Nixon Peabody LLP
- Headquarters: 53 State Street, Boston, Massachusetts, U.S.
- No. of offices: 16
- No. of attorneys: 700
- Major practice areas: General practice
- Key people: Steve Zubiago, CEO & Managing Partner Andrew Glincher, Senior Chairman and Partner
- Date founded: December 31, 1999 (merger)
- Company type: Limited liability partnership
- Website: www.nixonpeabody.com

= Nixon Peabody =

Law firm

Nixon Peabody LLP is a Boston-based law firm with over 700 attorneys collaborating across major practice areas in cities across the U.S. and international offices in London, Hong Kong, and Shanghai. In addition to the firm's Boston headquarters, it maintains U.S. office locations in New York City, Washington, D.C., Chicago, San Francisco, Los Angeles, Palo Alto, Albany, Buffalo, Manchester, Rochester, and Providence.

The firm works in commercial litigation, IP litigation, product liability, government investigations, white-collar defense, arts and cultural institutions, and Indian law and gaming. They have represented clients such as JetBlue, Constellation Brands, Corning Incorporated, and Gannett Co., among others. Additionally, the firm has represented parties in the financing of new stadiums for the Mets and Yankees.

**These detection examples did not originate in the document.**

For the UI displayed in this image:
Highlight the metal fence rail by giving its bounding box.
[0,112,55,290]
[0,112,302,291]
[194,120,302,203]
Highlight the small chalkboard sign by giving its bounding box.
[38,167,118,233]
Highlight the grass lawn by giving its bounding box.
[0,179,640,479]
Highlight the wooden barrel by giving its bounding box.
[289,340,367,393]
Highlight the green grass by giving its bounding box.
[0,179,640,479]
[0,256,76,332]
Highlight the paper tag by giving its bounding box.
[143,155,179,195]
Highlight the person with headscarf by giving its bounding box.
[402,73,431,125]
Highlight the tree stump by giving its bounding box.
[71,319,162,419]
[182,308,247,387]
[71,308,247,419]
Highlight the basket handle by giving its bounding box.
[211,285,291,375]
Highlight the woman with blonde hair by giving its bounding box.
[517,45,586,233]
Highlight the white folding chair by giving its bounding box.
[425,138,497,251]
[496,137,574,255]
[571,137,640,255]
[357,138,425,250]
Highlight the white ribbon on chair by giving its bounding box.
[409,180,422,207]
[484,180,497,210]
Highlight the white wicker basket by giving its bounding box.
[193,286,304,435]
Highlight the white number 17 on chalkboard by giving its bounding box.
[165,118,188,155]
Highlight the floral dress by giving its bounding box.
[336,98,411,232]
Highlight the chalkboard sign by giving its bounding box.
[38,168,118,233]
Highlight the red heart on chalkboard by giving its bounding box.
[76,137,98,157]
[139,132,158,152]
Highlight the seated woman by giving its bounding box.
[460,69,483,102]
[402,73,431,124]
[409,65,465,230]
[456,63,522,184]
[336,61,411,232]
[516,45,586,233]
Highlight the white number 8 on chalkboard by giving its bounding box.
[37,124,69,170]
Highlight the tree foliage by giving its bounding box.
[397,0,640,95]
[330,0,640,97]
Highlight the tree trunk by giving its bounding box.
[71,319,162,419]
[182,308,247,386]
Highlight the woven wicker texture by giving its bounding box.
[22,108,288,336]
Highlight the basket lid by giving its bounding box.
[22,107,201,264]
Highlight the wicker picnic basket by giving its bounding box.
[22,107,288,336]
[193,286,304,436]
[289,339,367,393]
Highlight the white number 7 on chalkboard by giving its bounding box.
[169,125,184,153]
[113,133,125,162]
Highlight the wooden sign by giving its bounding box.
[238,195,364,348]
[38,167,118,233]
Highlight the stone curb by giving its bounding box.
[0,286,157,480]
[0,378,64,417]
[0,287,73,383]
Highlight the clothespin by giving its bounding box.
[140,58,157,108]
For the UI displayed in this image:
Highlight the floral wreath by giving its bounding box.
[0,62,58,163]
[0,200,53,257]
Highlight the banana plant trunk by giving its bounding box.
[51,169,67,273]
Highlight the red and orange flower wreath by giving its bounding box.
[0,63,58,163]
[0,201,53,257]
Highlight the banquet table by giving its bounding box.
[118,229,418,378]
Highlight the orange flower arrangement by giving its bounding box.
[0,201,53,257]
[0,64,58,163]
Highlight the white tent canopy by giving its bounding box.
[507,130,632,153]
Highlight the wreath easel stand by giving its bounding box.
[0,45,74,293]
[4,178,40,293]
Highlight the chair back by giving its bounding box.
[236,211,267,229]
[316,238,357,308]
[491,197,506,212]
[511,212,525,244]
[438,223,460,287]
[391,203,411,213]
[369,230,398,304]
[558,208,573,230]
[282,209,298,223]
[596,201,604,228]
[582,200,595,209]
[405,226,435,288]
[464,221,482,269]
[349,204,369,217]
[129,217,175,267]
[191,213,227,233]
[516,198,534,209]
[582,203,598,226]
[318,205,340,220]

The firm has nearly thirty teams that focus on specific industries or areas of law.

Stephen Zubiago serves as Nixon Peabody's chief executive officer and managing partner, a role he has held since February 2021. Andrew Glincher is the firm's senior chairman.

== History ==
Nixon Peabody was formed by the 1999 merger of two firms that began practicing more than a century ago: Nixon, Hargrave, Devans & Doyle LLP and Peabody & Brown. Nixon Hargrave was originally a Rochester, New York, firm that had grown to become one of the largest law firms in New York.

In 2000, Nixon Peabody merged with Sixbey Friedman Leedom & Ferguson in Northern Virginia, doubling the size of its intellectual property practice.

The firm expanded into California in 2001 through a merger with Lillick & Charles, founded in San Francisco in 1897.

In December 2002, Nixon Peabody merged with the 150-year-old Boston firm of Hutchins, Wheeler & Dittmar, adding fifty attorneys in the areas of business, litigation, and health services.

In late 2008, Nixon Peabody declared an objective to double the size of the firm in the next three or four years. The firm said it would hire up to 100 attorneys from the dissolving firm Thelen LLP, and in October took on 25 lawyers in Paris, a move that led to a legal dispute with UK firm Taylor Wessing.

In February 2015, Chicago-based mid-sized law firm Ungaretti & Harris LLP merged into Nixon Peabody, adding 100 attorneys and experience in corporate, health care, real estate, litigation, public finance, intellectual property, and government relations.

In October 2015, Nixon Peabody consolidated operations with CWL Partners, a firm based in Hong Kong. The two firms had been formally associated with each other since 2010. The combined firm is known as Nixon Peabody CWL in Hong Kong but will remain as Nixon Peabody LLP in the U.S., Europe, and the firm's Shanghai, China, office.

==Pro bono==
In 2011, Nixon Peabody attorneys spent an average of 56 hours on pro bono matters, or 3.7% of their billable hours. The firm as a whole contributed 37,539 hours to pro bono work. The firm "targets 3% of billable hours annually for pro bono work."

Nixon Peabody has worked on behalf of a wide range of pro bono clients, including microfinance work veterans' affairs, asylum and immigration cases, domestic violence matters and with various legal aid organizations on a wide range of matters, in some cases as part of a corporate partnership (the firm's Albany office partners with General Electric's Global Research division on community pro bono matters).

In 2009, the Manchester office launched the Nixon Peabody Domestic Protection Team, aimed at assisting victims of domestic violence. In 2012, Nixon Peabody partners co-authored the amicus brief by the New York State Bar Association in Fisher v. University of Texas, et al. The NYSBA brief argues that the government has a compelling interest in promoting diversity in the legal profession, which cannot happen without meaningful diversity in the undergraduate pipeline.

==Litigation==
Chambers describes Nixon Peabody's litigation activities as involving commercial litigation, IP litigation, product liability, government investigations, white-collar defense, arts and cultural institutions, and Indian law and gaming. Lawyers at the Washington office perform much of their work at the Court of Federal Claims.

==Offices==
Nixon Peabody has 13 US offices and three international offshoots in London, Hong Kong, and Shanghai.